Y firmó. Media hora después, con la
oficina ya cerrada al público, Armando se mostraba exultante:
— Chavales… ¡lo hemos conseguido!
En la última hora del último día, pero lo logramos. Ja, ja, ja,
trescientos mil euros, joder. Hemos cumplido el objetivo del
trimestre, ¡y lo hemos superado con creces! Lucas, ya te puedo decir
que te quedas. Y todos vamos a cobrar la prima. Javier, permíteme
que te felicite expresamente. Yo en ese momento me quedé cortado, y
tú solventaste la situación con maestría. ¡Qué manera de
camelarte al viejo!
— Gracias, estoy contento, pero cada
vez que tenemos un caso de estos... ¿tú crees que ese tío tiene la
menor idea de qué es lo que ha comprado?
— Mira, que se joda —sentenció
Lucas—. Con eso que me habéis dicho de que el tipo presumía de lo
que había ganado especulando con pisos, hostia... ¡Por culpa de
gente como esa estoy yo todavía viviendo con mis padres! Con las
ganas que tengo de irme, caray.
— Un depósito a plazo… sin plazo.
¡Qué buena idea! ¿Cómo se te ocurrió? —quiso saber Armando.
— Pues no es la primera vez que lo
utilizo. El tipo venía con la idea de un depósito a plazo, así que
yo sólo disfracé el producto de algo parecido a lo que quería.
Anda que cuando descubra que, como pone la letra pequeña del
contrato, el interés sólo se cobra si la entidad alcanza
determinado nivel de beneficios y que en caso contrario no se cobra
nada… Y que por supuesto no es un depósito, sino un activo
financiero, parecido a una acción pero sin voz ni voto en las
Juntas… Y que él no puede devolvérnoslo, pero la Caja sí puede
recomprárselo cuando quiera… Y que para recuperar su dinero lo que
tiene que hacer es venderlo, como se venden las acciones en la bolsa…
Y que el mercado para estos productos es muy poco líquido y costará
un huevo que consiga venderlo… Y que la penalización que le dije
no es tal, sino la diferencia entre la cotización de las preferentes
en el mercado y el valor nominal que ha pagado… Y que esa
diferencia, que ahora mismo debe andar por el veinte por ciento, no
va a ir a menos con los años como le di a entender, sino que con
esta crisis muy probablemente vaya a ir a más…
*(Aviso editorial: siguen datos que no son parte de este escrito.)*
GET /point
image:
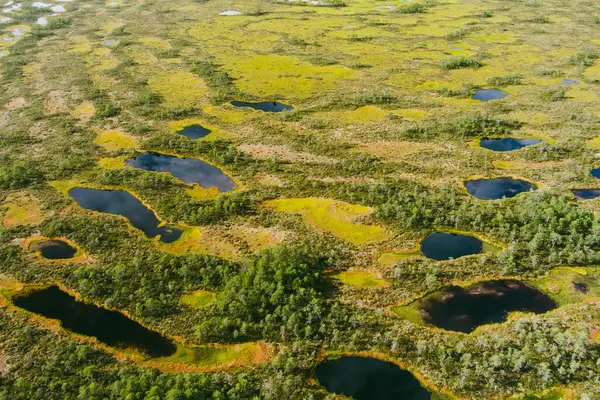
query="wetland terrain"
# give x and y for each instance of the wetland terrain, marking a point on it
(281, 199)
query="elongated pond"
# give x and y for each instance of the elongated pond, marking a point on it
(267, 106)
(458, 309)
(194, 131)
(120, 202)
(486, 95)
(365, 378)
(109, 327)
(445, 246)
(586, 194)
(498, 188)
(189, 170)
(53, 249)
(507, 144)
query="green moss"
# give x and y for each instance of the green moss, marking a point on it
(198, 299)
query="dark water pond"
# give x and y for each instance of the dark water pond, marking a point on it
(446, 246)
(194, 131)
(507, 144)
(463, 310)
(120, 202)
(586, 194)
(489, 94)
(53, 249)
(268, 106)
(567, 82)
(109, 327)
(365, 378)
(498, 188)
(189, 170)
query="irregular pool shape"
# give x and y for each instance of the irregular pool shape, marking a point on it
(586, 194)
(498, 188)
(267, 106)
(109, 327)
(189, 170)
(446, 246)
(230, 12)
(12, 8)
(489, 94)
(53, 249)
(365, 378)
(194, 131)
(462, 310)
(120, 202)
(567, 82)
(507, 144)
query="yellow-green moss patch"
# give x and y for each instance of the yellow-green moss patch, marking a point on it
(217, 356)
(179, 89)
(21, 209)
(197, 299)
(273, 74)
(114, 140)
(203, 241)
(84, 111)
(360, 278)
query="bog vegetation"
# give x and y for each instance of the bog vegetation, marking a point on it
(314, 252)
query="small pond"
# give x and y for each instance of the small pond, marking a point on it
(365, 378)
(586, 194)
(267, 106)
(123, 203)
(458, 309)
(194, 131)
(507, 144)
(489, 94)
(189, 170)
(567, 82)
(445, 246)
(109, 327)
(498, 188)
(53, 249)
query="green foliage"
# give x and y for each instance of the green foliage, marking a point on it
(556, 93)
(465, 91)
(221, 85)
(585, 58)
(276, 296)
(542, 226)
(459, 62)
(505, 80)
(413, 8)
(19, 175)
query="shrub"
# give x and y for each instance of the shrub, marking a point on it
(459, 62)
(585, 58)
(413, 8)
(554, 94)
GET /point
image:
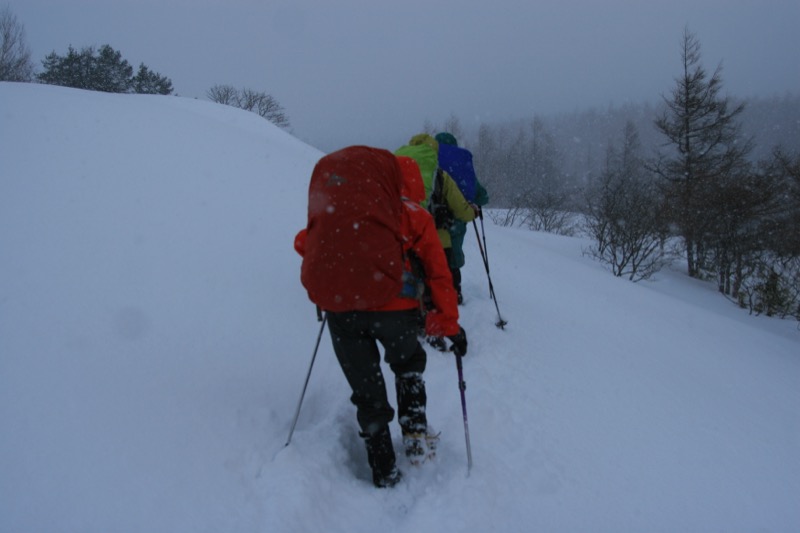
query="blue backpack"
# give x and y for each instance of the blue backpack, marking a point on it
(457, 162)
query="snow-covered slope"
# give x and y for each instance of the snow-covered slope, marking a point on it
(154, 340)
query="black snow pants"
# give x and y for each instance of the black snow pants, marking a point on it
(355, 336)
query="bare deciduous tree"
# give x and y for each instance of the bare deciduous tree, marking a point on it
(15, 57)
(260, 103)
(623, 215)
(706, 148)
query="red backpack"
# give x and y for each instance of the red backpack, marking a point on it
(353, 249)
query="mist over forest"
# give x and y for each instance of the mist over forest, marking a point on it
(579, 140)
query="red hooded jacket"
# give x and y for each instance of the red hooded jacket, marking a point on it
(419, 236)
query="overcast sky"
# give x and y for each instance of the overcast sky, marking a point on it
(373, 71)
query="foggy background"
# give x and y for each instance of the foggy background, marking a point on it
(360, 72)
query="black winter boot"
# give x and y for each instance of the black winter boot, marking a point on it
(380, 454)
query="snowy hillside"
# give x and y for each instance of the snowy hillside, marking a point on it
(154, 340)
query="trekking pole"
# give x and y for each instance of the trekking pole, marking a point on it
(483, 234)
(500, 322)
(462, 386)
(324, 319)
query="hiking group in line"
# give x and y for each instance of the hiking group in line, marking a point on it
(382, 253)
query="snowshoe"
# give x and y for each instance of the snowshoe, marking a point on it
(388, 480)
(437, 343)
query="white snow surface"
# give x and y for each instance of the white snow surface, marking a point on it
(155, 338)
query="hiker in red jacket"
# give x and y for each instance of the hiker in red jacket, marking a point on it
(356, 323)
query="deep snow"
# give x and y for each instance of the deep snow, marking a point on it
(154, 340)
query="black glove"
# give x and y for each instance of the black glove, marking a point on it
(459, 346)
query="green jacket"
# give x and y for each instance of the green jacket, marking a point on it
(459, 229)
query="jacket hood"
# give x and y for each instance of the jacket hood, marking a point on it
(424, 138)
(413, 187)
(446, 138)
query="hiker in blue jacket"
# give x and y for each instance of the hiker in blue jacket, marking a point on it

—¿Has terminado de largar? —preguntó
Armando, aburrido.
— Sí, tenía que soltarlo.
— Pues yo también tengo algo que
soltar. Y creo que nos os va a gustar. Aparte de felicitarte, quería
deciros que ya he hablado con la Jefatura de Zona, informándoles de
la operación. Nos han felicitado, pero también han dicho que el
próximo trimestre nos suben los objetivos un veinte por ciento.
— ¡¡¿Qué?!! —se alarmó
Magdalena.
— ¡¡Hombre, no me jodas!! —gritó
Javier.
— La hostia… —dijo Lucas.
— Lo siento. No me han dado opción.
Esos sí que son unos hijos de puta.
— Ya —dijo Magdalena—. Con la
maldita crisis el grifo de la financiación internacional está
cerrado, el mercado inmobiliario anda por los suelos y nos está
generando unos agujeros contables tremendos, y la manera de conseguir
dinero para taparlos es pidiéndoselo al Estado por un lado…
—…y trincándoselo a los incautos
por el otro. ¡Pues yo ya estoy hasta las narices de engañar a la
gente! ¿Por qué creéis que se fue Lorena? ¡Si no fuera por mis niños...! —vociferó Javier.
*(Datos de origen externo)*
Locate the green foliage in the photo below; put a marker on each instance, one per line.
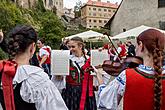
(10, 16)
(77, 9)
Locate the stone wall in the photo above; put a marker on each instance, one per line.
(133, 13)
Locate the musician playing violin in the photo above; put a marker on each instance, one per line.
(143, 87)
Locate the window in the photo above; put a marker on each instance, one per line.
(94, 9)
(60, 4)
(162, 25)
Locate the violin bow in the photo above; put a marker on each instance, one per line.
(110, 41)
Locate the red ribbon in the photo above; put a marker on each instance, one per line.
(8, 74)
(87, 83)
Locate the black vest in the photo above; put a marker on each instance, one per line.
(20, 104)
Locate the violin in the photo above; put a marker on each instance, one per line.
(114, 68)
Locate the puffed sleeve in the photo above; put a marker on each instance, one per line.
(43, 93)
(108, 95)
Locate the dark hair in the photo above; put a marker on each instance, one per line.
(20, 38)
(154, 42)
(80, 42)
(42, 40)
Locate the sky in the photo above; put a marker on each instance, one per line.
(72, 3)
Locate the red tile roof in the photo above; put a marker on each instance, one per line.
(101, 4)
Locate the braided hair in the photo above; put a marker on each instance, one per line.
(19, 39)
(154, 41)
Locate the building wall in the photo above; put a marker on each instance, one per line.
(95, 17)
(49, 4)
(26, 3)
(59, 5)
(133, 13)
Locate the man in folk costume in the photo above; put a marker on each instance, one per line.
(143, 87)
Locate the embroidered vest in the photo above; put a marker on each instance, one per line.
(139, 92)
(20, 104)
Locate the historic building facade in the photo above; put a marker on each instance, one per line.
(95, 14)
(48, 4)
(133, 13)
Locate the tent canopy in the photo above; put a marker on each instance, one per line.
(88, 36)
(134, 32)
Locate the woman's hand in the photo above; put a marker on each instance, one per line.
(1, 35)
(98, 75)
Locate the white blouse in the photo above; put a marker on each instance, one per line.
(37, 88)
(108, 94)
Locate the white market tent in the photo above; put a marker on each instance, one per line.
(134, 32)
(89, 36)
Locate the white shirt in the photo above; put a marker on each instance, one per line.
(43, 52)
(107, 94)
(37, 88)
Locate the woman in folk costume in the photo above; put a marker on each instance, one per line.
(26, 87)
(79, 94)
(142, 88)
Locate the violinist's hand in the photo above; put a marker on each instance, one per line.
(100, 49)
(1, 35)
(98, 75)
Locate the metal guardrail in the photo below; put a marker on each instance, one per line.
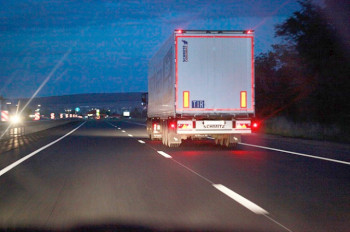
(29, 127)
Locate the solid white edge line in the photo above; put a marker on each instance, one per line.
(11, 166)
(241, 200)
(164, 154)
(297, 153)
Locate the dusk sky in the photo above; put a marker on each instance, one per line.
(105, 46)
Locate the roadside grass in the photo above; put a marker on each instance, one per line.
(308, 130)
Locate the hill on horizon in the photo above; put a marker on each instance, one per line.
(86, 98)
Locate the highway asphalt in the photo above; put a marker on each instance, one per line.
(100, 173)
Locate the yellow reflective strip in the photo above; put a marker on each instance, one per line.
(186, 96)
(243, 99)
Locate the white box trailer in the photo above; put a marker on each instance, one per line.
(201, 83)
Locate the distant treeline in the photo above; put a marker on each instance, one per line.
(305, 78)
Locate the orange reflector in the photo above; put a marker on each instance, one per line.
(243, 99)
(186, 98)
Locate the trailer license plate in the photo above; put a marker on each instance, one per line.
(197, 104)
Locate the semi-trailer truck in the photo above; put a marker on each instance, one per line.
(201, 85)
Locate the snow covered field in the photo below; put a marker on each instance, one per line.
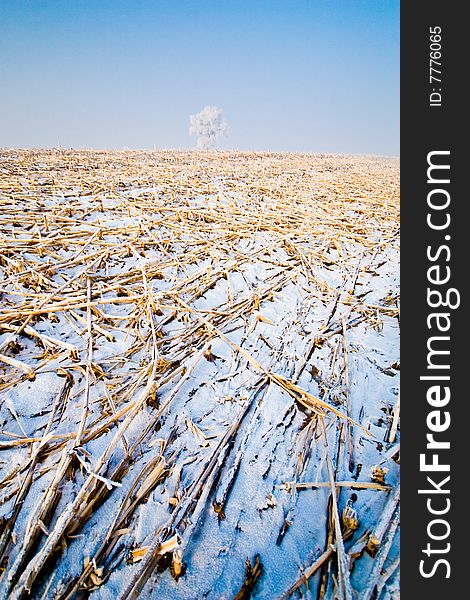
(196, 350)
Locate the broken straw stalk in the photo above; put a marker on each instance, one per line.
(86, 262)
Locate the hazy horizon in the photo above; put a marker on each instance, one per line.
(307, 77)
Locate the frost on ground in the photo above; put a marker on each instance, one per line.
(199, 366)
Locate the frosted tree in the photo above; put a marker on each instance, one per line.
(208, 125)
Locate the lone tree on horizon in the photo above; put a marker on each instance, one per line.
(208, 125)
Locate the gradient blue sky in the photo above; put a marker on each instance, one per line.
(317, 75)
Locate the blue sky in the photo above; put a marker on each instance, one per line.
(290, 75)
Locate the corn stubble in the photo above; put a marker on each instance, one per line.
(127, 278)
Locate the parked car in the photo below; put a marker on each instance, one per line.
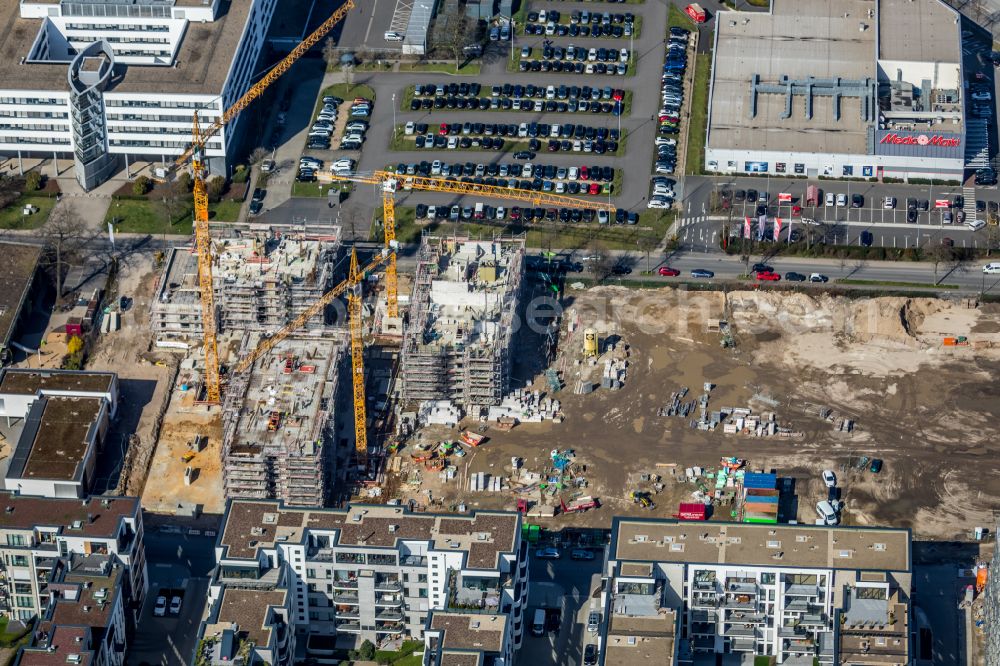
(160, 607)
(827, 513)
— ¡No empieces otra vez! —le
espetó Armando—. Y no emplees esos términos de “trincar” y
“engañar”, que al fin y al cabo tú trabajas aquí. Venga, vamos
a celebrar todos que por esta vez lo hemos conseguido, y que Lucas se
queda.
— ¡Ja, ja, ja! Vale, está bien, ya no me acordaba
de eso. Enhorabuena, chaval.
— Gracias, Javier. Y gracias a todos.
A mí también me jode lo del veinte por ciento, ¿eh? Pero bueno,
sí, por lo menos voy a seguir trabajando.
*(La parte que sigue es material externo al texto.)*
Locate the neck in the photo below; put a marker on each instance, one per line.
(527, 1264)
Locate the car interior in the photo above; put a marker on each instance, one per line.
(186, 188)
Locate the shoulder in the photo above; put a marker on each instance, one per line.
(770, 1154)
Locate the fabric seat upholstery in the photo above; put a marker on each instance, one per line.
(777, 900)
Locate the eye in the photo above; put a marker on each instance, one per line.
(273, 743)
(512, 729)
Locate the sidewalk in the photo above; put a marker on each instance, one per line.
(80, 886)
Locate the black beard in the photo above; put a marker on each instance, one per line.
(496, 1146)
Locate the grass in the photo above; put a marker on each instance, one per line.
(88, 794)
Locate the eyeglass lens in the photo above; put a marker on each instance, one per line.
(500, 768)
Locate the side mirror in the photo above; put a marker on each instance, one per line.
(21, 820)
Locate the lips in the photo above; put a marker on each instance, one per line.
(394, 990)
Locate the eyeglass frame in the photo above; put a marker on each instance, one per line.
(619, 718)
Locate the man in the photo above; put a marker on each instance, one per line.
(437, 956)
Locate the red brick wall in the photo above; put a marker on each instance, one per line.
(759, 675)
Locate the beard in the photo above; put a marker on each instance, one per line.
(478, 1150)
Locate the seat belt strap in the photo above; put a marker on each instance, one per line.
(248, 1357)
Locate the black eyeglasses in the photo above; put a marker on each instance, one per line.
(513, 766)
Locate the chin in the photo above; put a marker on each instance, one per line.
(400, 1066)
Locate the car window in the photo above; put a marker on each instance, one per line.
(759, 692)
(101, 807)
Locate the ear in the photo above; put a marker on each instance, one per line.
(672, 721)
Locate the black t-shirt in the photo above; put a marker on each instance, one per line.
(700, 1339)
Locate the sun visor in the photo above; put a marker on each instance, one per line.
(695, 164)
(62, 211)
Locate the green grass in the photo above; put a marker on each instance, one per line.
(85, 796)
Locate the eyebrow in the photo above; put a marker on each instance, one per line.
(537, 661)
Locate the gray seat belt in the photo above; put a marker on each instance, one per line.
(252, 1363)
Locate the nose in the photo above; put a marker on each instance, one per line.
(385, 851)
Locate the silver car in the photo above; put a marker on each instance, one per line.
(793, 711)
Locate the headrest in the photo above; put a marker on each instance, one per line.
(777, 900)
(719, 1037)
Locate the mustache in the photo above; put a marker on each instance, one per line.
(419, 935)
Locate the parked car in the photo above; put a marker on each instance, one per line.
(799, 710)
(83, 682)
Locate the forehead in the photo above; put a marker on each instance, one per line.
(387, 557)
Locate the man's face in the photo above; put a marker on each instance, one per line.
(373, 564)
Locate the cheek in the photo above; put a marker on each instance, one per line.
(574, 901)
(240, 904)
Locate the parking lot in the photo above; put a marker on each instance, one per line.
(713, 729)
Tres años y medio después, la Caja había
sido rescatada con dinero público, se había fusionado con otras y
reconvertido en un banco, y de resultas de su nuevo plan de
reestructuración, la sucursal había sido cerrada. Magdalena, Javier y Lucas estaban el paro,
Armando había vuelto a su franquicia, y don Pablo César
Ordieres había perdido casi todo su dinero.